The acoustic signal leaving the speaker's mouth and entering the hearer's ear is a sound wave whose properties vary continuously along the dimensions of time, pitch, intensity and timbre. It is an object of phonetics. In the diagram, the waveform is visualizes the vibration of the vocal chords.
The sound system of a language, i.e. its phonology, consists of several categories of discrete units such as phonemes and features whose selection and combination obey phonological rules.
What a listener perceives is a complex acoustic object of the form of the example. His task is to find the sense that the speaker has coded by it. Different occurrences of the same word differ in their physical composition along the above acoustic dimensions. Therefore this cannot be the form in which the significans of a linguistic sign is stored in the mental lexicon. Instead, it is stored in a form closer to its alphabetic representation in writing, i.e. as composed of discrete units.
Viewed systematically, speech perception is a sequence of steps running through the levels of speech production essentially in reverse order:
level | operations/processes |
Acoustics | acoustic percept is analyzed to produce a phonetic representation |
Phonology | phonological rules analyze the phonetic representation to produce a phonological representation |
Morphology | the sign is analyzed morphologically to produce a morphological form |
Symbolization | morpho-phonological representation is matched with a schematic semantic representation |
Semantics | meaningful elements are associated with lexical items, and their structural relations build a complex meaning |
Pragmatics | understood expression is integrated with other knowledge to reconstruct speaker's idea |
This, however, is not how speech perception actually works. First of all, the listener has a certain measure of empathy with the speaker, if only because both are human beings. The listener understands the speaker by putting himself in the speaker's place. He thus undertakes forward construction of the growing idea just like the speaker. On the basis of the speech situation and the context, he can anticipate to a considerable extent what the speaker is going to say. Whenever his expectations are met, they help him in decoding the message. The hearer thus does not, in the first place, run in a bottom-up direction through the same series of steps that the speaker ran through in top-down direction. Instead, he accompanies the speaker in the generation of sense. To a large extent, he uses what he hears only as a corrective for his construction of sense. The entire process is accompanied by self-monitoring where the hearer can check, at every step, whether the result currently reached is compatible with everything else in the speech situation and world knowledge.
A complex phonological unit, e.g. the significans of a word, is constructed from a percept and serves as the input for motor commands given to the speech apparatus. Consequently, speech perception activates the same phonological unit in memory that is used in speech production.

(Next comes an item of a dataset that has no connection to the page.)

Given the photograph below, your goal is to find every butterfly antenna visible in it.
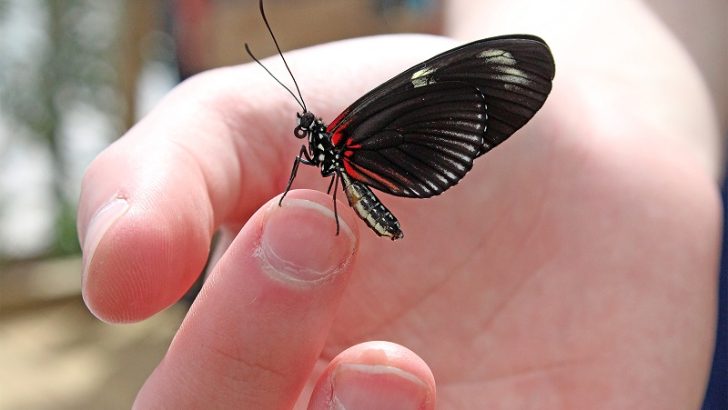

The mirror neuron system gets involved when we perceive somebody executing his own motor commands and may activate the corresponding motor channels in the perceiver. The motor theory of speech perception maintains that when we perceive speech, the phonological units that we reconstruct activate the motor neurons which instigate the speech apparatus. There is, however, no direct connection between acoustic input and motor output; i.e., acoustic features are not directly mapped onto gestures of the speech organs. Instead, the connection is mediated by the mental representation of abstract phonological units. To the extent that motor neurons are actually activated during perception, this is a consequence of spreading activation which reaches beyond the phonological representation.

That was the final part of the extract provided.